The tiny footprint, according to researchers, had characteristics similar to that of other stegosaur footprints with three short, wide, round toe impressions. “Stegosaurs typically walked with their heels on the ground, much like humans do, but on all fours which creates long footprints,” Dr Romilio said.
But, he added, the tiny track indicated that this dinosaur was probably moving with its “heel lifted off the ground, much like a bird or a cat” does today. “We’ve only previously seen shortened tracks like this when dinosaurs walked on two legs.”

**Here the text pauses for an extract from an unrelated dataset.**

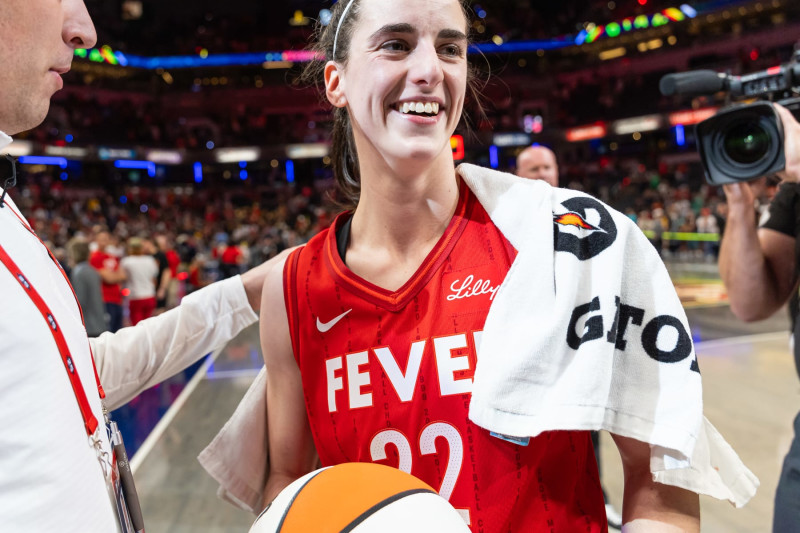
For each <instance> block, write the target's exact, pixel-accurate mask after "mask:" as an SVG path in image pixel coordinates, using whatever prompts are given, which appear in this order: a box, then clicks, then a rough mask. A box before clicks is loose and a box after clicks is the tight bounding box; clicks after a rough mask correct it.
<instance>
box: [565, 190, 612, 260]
mask: <svg viewBox="0 0 800 533" xmlns="http://www.w3.org/2000/svg"><path fill="white" fill-rule="evenodd" d="M561 205H563V206H564V207H566V208H567V212H566V213H553V225H554V226H555V228H554V231H555V236H554V237H555V238H554V244H555V249H556V251H557V252H569V253H571V254H573V255H574V256H576V257H577V258H578V259H580V260H581V261H588V260H589V259H591V258H593V257H597V256H598V255H600V253H601V252H603V250H605V249H606V248H608V247H609V246H611V245H612V244H613V243H614V241H615V240H617V226H616V224H614V219H613V218H611V213H609V212H608V209H606V208H605V206H603V204H601V203H600V202H598V201H597V200H595V199H594V198H586V197H579V198H571V199H569V200H566V201H565V202H562V203H561ZM591 211H593V213H591V216H590V212H591ZM595 213H596V214H595ZM598 215H599V220H598ZM589 220H591V221H592V222H589Z"/></svg>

Associate professor Xing, who first discovered the footprint, said it was plausible young stegosaurus were toe-walkers. “This could be possible as this is the ancestral condition and a posture of most dinosaurs, but the stegosaur could also have transitioned to heel-walking as it got older,” Dr Xing said.
She said only a complete set of tracks of these tiny footprints would help us with the answer, but unfortunately “we only have a single footprint.” On crowded track sites, she said, finding the tiny prints will be challenging for the researchers. “The footprints made by tiny armoured dinosaurs are much rarer than those formed by other groups of dinosaurs,” Xing said.
She said the study had identified nine different dinosaur track sites from this locality, adding now they will look even closer to see if they can find more of these tiny tracks.